Aishe Ghosh, who hails from Durgapur, West Bengal, is pursuing MPhil/PhD in Inner Asian Studies from the School of International relations, JNU. She belongs to the student wing of Communist Party of India (Marxist), Student Federation of India, which she joined during her undergraduate days at Delhi University’s Daulat Ram College. A graduate in Political Science from Delhi University, she became the president of JNUSU in 2019, beating ABVP’s Manish Jangid with 2,303 votes while Jangid got 1,128 votes.

At the JNU campus, she was heading the protest against the hike in hostel fees. Aishe’s father is Debasish Ghosh, works with Damodar Valley Corporation in Durgapur. “I am not worried about my daughter. She is a fighter. Her cause is right and her methods are peaceful. My daughter cannot be stopped with physical attacks by goons,” Debasish told media when he came to know of the assault on his daughter.

Why BJP is against universities, particularly JNU

BJP doesn’t see the main opposition Congress as its main adversary in the long-term.
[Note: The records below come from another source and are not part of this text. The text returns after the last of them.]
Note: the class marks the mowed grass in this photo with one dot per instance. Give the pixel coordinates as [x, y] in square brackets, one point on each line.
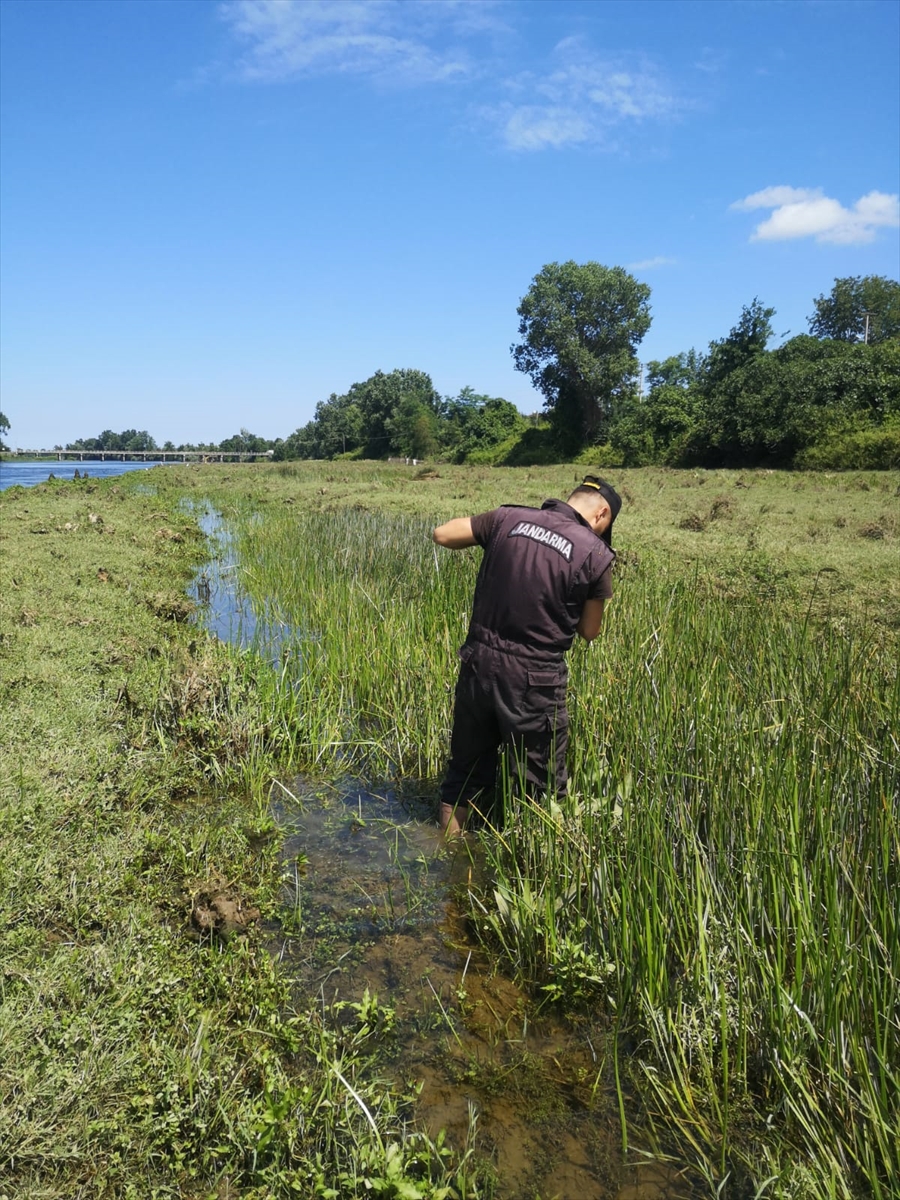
[141, 1057]
[723, 879]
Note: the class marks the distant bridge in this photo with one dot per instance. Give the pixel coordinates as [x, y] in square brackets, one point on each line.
[145, 455]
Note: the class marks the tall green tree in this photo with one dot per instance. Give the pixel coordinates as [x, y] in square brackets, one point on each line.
[581, 325]
[843, 312]
[381, 395]
[748, 339]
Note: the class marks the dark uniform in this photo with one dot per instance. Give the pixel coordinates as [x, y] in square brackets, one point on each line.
[539, 568]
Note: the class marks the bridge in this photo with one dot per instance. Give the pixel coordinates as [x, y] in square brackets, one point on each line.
[144, 455]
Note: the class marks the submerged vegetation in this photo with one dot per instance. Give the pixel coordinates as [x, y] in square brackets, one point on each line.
[719, 888]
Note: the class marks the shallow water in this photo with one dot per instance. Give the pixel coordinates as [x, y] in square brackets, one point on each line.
[375, 900]
[375, 907]
[28, 474]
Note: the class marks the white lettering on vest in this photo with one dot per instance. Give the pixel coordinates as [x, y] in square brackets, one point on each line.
[539, 533]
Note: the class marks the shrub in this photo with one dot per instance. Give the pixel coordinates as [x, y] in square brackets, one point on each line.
[865, 450]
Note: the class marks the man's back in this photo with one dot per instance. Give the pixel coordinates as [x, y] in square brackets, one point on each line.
[539, 568]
It is no secret that BJP’s long term aim is to wean away students from the influence of Leftist ideology.

The alternative it has to offer is a form of ultra-nationalism and the party’s think tank RSS hopes this will help advance its Hindutva agenda among the country's youth.

Why against JNU? What booker prize winning author and social activist Arundhati Roy wrote could give an insight: "The RSS recognized that if what was going on in JNU was not stopped, it could one day pose an intellectual and existential threat to the fundamental principles and politics of Hindutva. Why so? Because such an alliance proposes, even if only conceptually, the possibility of a counter-mobilization, a sort of reverse engineering of the Hindutva project," she wrote in My Seditious Heart.

'Urban Naxals'

BJP's aversion to intellectuals and liberals is well known and documented. Understandable from a party whose votaries are still wallowing in the power of cow urine as a panacea to all evils of the world.

Urban naxals is an umbrella term used by the right wing groups to indicate alleged sympathizers and promoters of the Maoist ideology amongst the urban citizens of India.

The term came to prominence in recent years when, in 2018 August, Pune Police arrested five activists and social workers - Varavara Rao, Sudha Bharadwaj, Gautam Navlakha, Vernon Gonsalves and Arun Ferreira in connection with a probe on the Bhima-Koregaon riots. Its means anti-national in right wing glossary, if not worse.

BJP's aversion to intellectuals and liberals is well known and documented. Understandable from a party whose votaries are still wallowing in the power of cow urine as a panacea to all evils of the world.

Is JNU the only university on BJP’s target?

No. There are more. What comes immediately to mind are Jamila Milia Islamia (JMI) and Aligharh Muslim University (AMU), both at the forefront of recent agitation against the controversial Citizenship Amendment Act and National Citizen Register?

New Delhi’s JMI and Uttar Pradesh’s AMU had been witnessing even since the controversial CAA has been passed early December 2019. The law featured relaxed terms for Hindus, Sikhs, Buddhists, Jains and Christians from Pakistan, Afghanistan and Bangladesh seeking citizenship in India while being silent on Muslim refugees. Critics say this provision violates India’s secular credentials and equality before law promised in constitution.

During one of these protest, the police entered JMI and attacked students arrested some of them. A video showing police beating up students was shared on social media which caused widespread outrage, prompting students and public from all over the country to join the agitation giving fresh life to the protests.

And what happened in JNU the other day is certain to fan more protests in the coming days.